Mr. Richey directs us to no authority mandating the State conduct, or allow to be conducted, DNA testing when the petitioner is not incarcerated. Rather, he directs us to Zain I where we required inmates seeking relief due to Fred Zain’s involvement in their trials to consent to DNA testing. 190 W.Va. at 327, 438 S.E.2d at 507. Our concern in Zain I revolved around those who were still incarcerated and not those who had already been released or who had never been incarcerated. We specifically provided in Zain I, “we will direct the Clerk of this Court to prepare and cause to be distributed to the Division of Corrections an appropriate post-conviction habeas corpus form.” Id. at 327, 438 S.E.2d at 507 (emphasis added).
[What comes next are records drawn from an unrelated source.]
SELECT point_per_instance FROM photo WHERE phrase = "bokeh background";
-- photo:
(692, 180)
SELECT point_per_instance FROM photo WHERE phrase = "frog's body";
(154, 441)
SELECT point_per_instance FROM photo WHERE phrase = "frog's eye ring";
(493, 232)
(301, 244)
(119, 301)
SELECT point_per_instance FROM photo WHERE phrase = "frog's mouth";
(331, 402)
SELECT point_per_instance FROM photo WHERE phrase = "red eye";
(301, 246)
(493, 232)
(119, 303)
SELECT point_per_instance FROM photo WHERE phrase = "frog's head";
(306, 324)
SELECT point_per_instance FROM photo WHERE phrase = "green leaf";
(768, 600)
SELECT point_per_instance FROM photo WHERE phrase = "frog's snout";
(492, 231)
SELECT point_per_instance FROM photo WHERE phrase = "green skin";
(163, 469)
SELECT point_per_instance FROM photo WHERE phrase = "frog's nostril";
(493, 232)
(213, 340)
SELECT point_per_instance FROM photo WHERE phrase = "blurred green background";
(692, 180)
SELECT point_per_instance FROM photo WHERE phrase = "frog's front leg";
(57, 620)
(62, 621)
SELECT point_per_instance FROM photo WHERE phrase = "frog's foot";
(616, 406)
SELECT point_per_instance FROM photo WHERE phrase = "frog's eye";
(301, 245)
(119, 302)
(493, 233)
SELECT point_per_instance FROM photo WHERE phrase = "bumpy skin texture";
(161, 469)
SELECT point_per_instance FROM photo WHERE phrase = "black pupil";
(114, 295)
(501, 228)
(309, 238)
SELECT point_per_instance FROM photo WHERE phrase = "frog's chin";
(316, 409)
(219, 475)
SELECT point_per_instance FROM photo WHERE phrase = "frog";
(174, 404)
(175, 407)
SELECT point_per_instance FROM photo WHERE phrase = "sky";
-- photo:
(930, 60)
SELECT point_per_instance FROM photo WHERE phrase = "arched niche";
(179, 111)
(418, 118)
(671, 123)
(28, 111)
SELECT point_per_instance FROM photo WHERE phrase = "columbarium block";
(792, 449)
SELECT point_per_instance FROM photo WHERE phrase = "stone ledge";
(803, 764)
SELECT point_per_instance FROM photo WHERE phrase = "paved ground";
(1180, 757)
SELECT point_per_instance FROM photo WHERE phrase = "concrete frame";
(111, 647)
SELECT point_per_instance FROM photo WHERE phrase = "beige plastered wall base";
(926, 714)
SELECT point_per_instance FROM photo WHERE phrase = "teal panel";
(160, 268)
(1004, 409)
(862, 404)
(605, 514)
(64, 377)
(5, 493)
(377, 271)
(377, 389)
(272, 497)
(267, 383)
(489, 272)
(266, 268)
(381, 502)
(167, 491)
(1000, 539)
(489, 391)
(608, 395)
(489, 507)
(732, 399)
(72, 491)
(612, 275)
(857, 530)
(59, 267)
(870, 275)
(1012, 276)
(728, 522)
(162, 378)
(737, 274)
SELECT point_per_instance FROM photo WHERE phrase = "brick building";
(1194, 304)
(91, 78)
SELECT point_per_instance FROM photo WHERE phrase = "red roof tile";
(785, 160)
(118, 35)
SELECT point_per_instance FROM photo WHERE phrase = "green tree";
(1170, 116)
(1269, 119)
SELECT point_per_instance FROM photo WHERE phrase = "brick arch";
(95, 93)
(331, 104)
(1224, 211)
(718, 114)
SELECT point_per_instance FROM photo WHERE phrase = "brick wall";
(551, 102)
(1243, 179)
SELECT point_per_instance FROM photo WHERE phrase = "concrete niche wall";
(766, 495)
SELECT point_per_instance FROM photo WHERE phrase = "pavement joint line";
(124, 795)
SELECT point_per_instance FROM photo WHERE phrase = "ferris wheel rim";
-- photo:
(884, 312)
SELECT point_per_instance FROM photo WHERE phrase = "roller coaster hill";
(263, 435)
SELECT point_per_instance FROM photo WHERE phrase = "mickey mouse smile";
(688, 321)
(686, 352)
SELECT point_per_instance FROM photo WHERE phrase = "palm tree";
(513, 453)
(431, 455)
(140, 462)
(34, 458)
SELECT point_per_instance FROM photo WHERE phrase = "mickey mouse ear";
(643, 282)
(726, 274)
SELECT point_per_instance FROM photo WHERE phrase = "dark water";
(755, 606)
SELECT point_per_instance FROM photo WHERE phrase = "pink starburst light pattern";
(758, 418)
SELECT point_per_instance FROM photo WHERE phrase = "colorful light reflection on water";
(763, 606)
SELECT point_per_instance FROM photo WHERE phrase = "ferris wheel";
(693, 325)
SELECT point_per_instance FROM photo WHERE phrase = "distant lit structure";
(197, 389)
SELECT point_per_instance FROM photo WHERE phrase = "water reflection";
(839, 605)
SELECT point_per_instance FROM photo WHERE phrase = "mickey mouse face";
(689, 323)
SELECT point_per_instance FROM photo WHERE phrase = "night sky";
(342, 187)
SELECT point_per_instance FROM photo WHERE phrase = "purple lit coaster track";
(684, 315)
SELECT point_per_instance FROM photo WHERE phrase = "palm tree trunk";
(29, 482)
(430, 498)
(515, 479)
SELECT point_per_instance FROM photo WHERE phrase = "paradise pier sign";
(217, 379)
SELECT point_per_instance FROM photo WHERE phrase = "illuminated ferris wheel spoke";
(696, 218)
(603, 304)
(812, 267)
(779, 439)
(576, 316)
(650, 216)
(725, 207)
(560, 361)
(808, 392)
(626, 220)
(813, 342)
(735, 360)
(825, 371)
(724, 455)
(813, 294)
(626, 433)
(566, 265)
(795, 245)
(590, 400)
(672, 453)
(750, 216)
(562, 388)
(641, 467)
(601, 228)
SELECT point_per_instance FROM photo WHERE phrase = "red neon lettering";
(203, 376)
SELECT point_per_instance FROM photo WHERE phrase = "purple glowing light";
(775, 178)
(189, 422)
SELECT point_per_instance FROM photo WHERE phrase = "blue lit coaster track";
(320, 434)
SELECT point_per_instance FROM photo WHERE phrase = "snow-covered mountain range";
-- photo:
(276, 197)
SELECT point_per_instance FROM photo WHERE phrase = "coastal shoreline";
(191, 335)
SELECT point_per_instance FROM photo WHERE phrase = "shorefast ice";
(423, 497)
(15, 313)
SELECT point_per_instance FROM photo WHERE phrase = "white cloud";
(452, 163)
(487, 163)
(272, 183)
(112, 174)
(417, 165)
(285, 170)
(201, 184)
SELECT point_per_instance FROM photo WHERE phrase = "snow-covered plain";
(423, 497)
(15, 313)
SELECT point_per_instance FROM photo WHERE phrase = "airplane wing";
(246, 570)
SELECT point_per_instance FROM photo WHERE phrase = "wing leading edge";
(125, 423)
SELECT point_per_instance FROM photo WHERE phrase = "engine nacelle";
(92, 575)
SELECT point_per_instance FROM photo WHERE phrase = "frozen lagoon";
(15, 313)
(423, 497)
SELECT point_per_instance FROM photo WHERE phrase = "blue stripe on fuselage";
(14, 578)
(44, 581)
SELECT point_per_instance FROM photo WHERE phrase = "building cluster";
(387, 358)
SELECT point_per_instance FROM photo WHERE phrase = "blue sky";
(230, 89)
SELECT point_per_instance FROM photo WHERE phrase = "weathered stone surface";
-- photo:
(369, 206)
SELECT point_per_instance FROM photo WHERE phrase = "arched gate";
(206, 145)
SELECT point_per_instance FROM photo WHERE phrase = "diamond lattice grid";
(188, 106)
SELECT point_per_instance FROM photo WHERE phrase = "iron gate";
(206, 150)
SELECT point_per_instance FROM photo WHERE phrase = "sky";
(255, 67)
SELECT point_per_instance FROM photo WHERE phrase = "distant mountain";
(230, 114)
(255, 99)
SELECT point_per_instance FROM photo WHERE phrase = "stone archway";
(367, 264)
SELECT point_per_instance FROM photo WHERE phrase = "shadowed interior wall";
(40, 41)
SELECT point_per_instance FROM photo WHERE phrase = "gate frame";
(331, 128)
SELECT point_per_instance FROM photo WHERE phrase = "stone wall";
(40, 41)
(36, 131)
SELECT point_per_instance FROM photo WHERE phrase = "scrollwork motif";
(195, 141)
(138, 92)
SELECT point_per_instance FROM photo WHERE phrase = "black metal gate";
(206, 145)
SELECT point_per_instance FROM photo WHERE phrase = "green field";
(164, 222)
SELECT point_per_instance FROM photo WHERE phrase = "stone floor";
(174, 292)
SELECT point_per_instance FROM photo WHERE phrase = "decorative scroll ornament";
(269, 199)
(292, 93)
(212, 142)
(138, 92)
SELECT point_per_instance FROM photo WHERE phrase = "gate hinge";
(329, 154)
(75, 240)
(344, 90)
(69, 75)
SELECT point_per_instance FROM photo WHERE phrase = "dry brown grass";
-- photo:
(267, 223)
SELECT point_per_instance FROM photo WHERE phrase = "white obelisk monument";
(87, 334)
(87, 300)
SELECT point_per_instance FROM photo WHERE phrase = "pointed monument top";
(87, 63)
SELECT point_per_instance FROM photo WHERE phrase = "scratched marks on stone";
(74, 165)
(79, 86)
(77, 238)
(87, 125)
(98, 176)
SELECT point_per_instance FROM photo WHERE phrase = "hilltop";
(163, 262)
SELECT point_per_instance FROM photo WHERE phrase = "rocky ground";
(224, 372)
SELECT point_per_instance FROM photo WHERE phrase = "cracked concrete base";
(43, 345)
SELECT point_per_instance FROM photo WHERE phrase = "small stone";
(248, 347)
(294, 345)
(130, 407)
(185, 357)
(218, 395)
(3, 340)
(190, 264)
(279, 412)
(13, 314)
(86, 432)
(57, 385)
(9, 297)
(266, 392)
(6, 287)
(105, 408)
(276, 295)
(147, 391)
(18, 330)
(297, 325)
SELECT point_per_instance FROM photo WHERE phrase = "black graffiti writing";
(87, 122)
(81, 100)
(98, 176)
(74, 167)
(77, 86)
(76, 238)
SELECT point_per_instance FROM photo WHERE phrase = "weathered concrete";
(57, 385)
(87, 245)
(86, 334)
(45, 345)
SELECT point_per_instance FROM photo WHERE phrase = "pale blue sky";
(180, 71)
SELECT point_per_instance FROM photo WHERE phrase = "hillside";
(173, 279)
Our concern in Zain I for those still incarcerated flowed, at least in part, from the jurisdictional requirement that habeas lies only for one “convicted of a crime and incarcerated under sentence of imprisonment therefore[.]” W. Va.Code [161]*161§ 53-4A-l(a) (1967) (2000 Repl. Vol.).7 Mr. Richey’s memorandum of law recognizes that habeas is unavailable to him as he is not incarcerated. Thus, he seeks to extend Zain I to include those who are not, or as here, who have never been, incarcerated.8 This, as we have shown above, we cannot do.9
B. No Clear Legal Right Because of Res Judicata
In their responses, both Colonel Hill and Mr. Clifford claim that Mr. Richey lacks a clear legal right to the relief he seeks because his claim is barred by res judicata. We have explained res judicata as follows:
“ ‘ “An adjudication by a court having jurisdiction of the subject-matter and the parties is final and conclusive, not only as to the matters actually determined, but as to every other matter which the parties might have litigated as incident thereto and coining within the legitimate purview of the subject-matter of the action. It is not essential that the matter should have been formally put in issue in a former suit, but it is sufficient that the status of the suit was such that the parties might have had the matter disposed of on its merits. An erroneous ruling of the court will not prevent the matter from being res judica-ta.” Point 1, Syllabus, Sayre’s Adm’r v. [162]*162Harpold, 33 W.Va. 553[, 11 S.E. 16] [(1890)].’ Syl. Pt. 1, In re McIntosh’s Estate, 144 W.Va. 583,109 S.E.2d 153 (1959).” Syllabus point 1, State ex rel. West Virginia Department of Health & Human Resources v. Cline, 185 W.Va. 318, 406 S.E.2d 749 (1991) (per curiam).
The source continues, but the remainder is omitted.